Center for Primary Care and Public Health (unisanté), DFRI/Division of Biostatistics, University of Lausanne, Switzerland.
J Clin Epidemiol. 2021 Sep;137:176-181. doi: 10.1016/j.jclinepi.2021.04.004. Epub 2021 Apr 21.
The Bland and Altman limits of agreement (LoA) method is almost universally used to compare two measurement methods, when the outcome is continuous. The method relies on strong statistical assumptions, which are unlikely to hold in practice. Given the popularity of this simple method, it is timely to explain when it can be safely used and when it should not be used.
Based on a small sample of simulated data where the truth is known, we illustrate what happens when the LoA method is used and the underlying assumptions are violated.
When each measurement method has a different precision or the systematic difference between the two methods is not constant, the LoA method should not be used.
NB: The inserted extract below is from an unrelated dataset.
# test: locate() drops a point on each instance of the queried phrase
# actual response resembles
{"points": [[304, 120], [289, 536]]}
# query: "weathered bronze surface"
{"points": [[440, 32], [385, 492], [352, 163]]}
For this setting, we refer to an alternative unbiased statistical method, which comes at the cost of having to gather repeated measurements by at least one of the two measurement methods.
The LoA method is valid under very restrictive conditions and when these conditions do not hold the only way out is to gather repeated measurements by at least one of the two measurement methods and use an alternative existing statistical methodology.
当结果为连续时, Bland 和 Altman 一致性界限(LoA)方法几乎被普遍用于比较两种测量方法。该方法依赖于强烈的统计假设,而这些假设在实践中不太可能成立。鉴于这种简单方法的普及,及时解释何时可以安全使用,何时不应使用该方法是很有必要的。
基于一个已知真相的小样本模拟数据,我们说明了当使用 LoA 方法且违反了基本假设时会发生什么情况。
当每种测量方法具有不同的精度或两种方法之间的系统差异不恒定时,不应使用 LoA 方法。对于这种设置,我们参考一种替代的无偏统计方法,但其代价是至少需要通过两种测量方法之一来收集重复测量。
LoA 方法在非常严格的条件下有效,并且当这些条件不成立时,唯一的出路是通过至少一种测量方法收集重复测量,并使用现有的替代统计方法。